I’d be dead. And no one would have known.

I shiver, goosebumps raising on my arms.

“They’re getting desperate.” Stone’s arms tighten around me. “Take comfort in that. It means they’re also getting sloppy.”

I try to take comfort in it. I really do. But all I can think about is the sickly smell of the hitman’s breath on my cheek. Twice someone has tried to kill me, and twice I’ve survived by sheer luck.

How many more times can I get lucky?

Hawk arrives, pushing the unconscious guy in a laundry cart. He’s hog-tied him with zip ties and a pillow case around his neck.

We exit the hospital without any major issues. Isabel walks beside us, her expression shuttered, her eyes never stopping their restless surveillance.

I watch her from the safety of Stone’s arms and feel a strange kinship. Two women running from men who want to hurt them. The difference is, I have an army at my back. Isabel has no one.

A black SUV idles at the curb, another man I don’t recognize behind the wheel.
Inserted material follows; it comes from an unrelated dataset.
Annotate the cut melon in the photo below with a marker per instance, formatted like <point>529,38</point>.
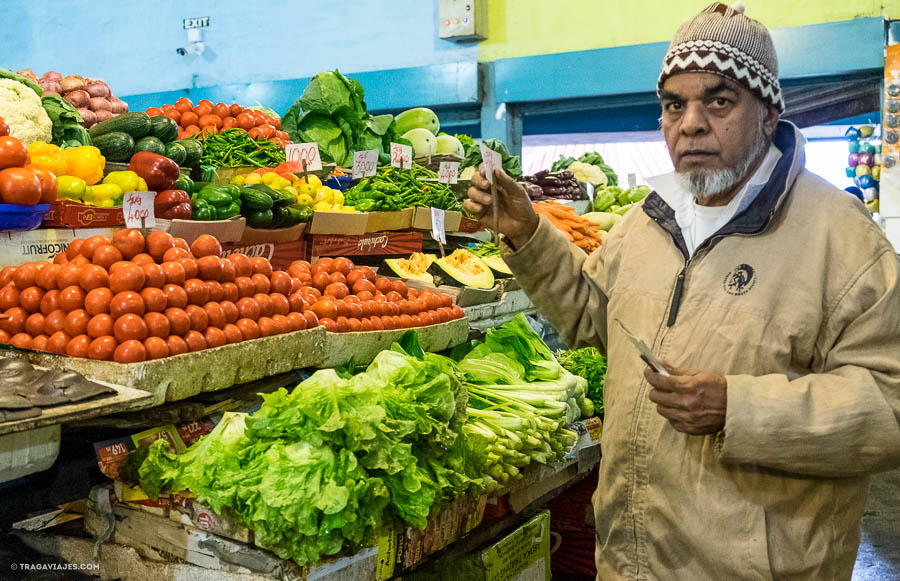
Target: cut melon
<point>413,268</point>
<point>462,268</point>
“Get in,” Stone tells Isabel, nodding toward the back seat.

She hesitates, one foot on the pavement, one in the vehicle. “Where are we going?”

“Our clubhouse. It’s secure.”

“And then?”

“And then you get some sleep. We all do. Tomorrow, we’ll figure out next steps.”

Isabel doesn’t move. Her hand is on the door frame, her knuckles white.

“I need to leave in the morning,” she says. “First thing. I wasn’t lying about that.”

“We’ll talk about it in the morning.”

“I’m not asking permission.”

Stone’s eyes meet hers. Something unspoken passes between them—a battle of wills, brief but intense.

I should be focused on their standoff. Instead, I’m acutely aware of Stone’s heartbeat against my side, the warmth of his chest, the way his thumb traces absent circles on my hip as if he doesn’t even realize he’s doing it.

Stop it,I tell myself.You almost died. This is not the time.